Saturday, April 23, 2011

i like it loud

just watched the cinema verite episode on hbo about the loud family. the louds are the first reality tv stars when a 10-part documentary on the day-to-day doings of the family originally aired on pbs in 1972. i don't remember the series as i was just about 5 years old when it was first broadcast. what i did get from watching this film was a frisson of nostalgia for that most garish of eras, the 1970s. the filmmakers got the look and feel down to a t. from the fat, chunky, green ashtrays to the long hair and mutton chops.

tim robbins and diane lane portray the elder louds, pat and bill, and they looked pretty close to the real pat and bill. the filmmakers cannily edited footage of the original series with scenes of the movie. by the time we get to the end, and the expected hub bub of outrage from the public about the personal lives of a family put onscreen, we see the scenes of the real louds do their own media tours of the talk shows of the time, like the dick cavett show and the mike douglas show, to explain their sides of the documentary.

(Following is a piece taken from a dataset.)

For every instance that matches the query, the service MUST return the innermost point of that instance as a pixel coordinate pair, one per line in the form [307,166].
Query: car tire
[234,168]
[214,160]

what amazed me, not knowing the history of the louds, is how well they turned out. they also were a deeply loving, committed family members. and frankly, by today's standards, their lives might be considered fairly standard and boring. at least that is how it seemed to me as i watched this movie version of their lives. the most dramatic part of the series was when pat loud declared her intent to divorce bill while the cameras rolled. a divorce is shattering to a family but it is not necessarily high drama for television.

i thought how would real life be filmed. large parts i think would bore the shit out of viewers. think of the cameras rolling while i sat and tapped away on this keyboard for hours on end. think of the cameras rolling as i read book after book with nary a muscle moved except to shift in my chair and use my index finger to turn the pages. or my walks to and from work, and work itself, and the ta dum of raising a 6 year old. do you think viewers could ratchet up any enthusiasm for that? i can't. hence today we get reality stars that are no where near living ordinary lives and reality shows as scripted as a sitcom.

even watching this film about the louds i saw how much of cinema verite is still made up, constructed and edited. but perhaps that is true to life too. as we move thru our days and nights we make it up as we go along, but we write our own private scripts, even if those scripts aren't shared with others but ourselves. we construct ourselves, and we are blindly guessing, at the same time. it's lovely to see diane lane as pat loud dressed in period clothes and smoking cigarettes, because people, a lot of people, did smoke in the '70s. it was also lovely to see her as a real, flesh and blood person. she is aging well, and so is tim robbins. greying hair and slight wrinkles. then again i have a vested interested in aging and aging well. but then i look around and say, we all do. we all are getting older and older still. the '70s was my childhood and i remember it well. it might seem like history as ancient as the chronicles detailing the exploits of king henry v, but it happens, and will happen shortly to everyone, that what was once young and fresh turns and grows old faster than you could think possible. a popular expression in the '70s was, 'hold on, baby'. indeed, hold on.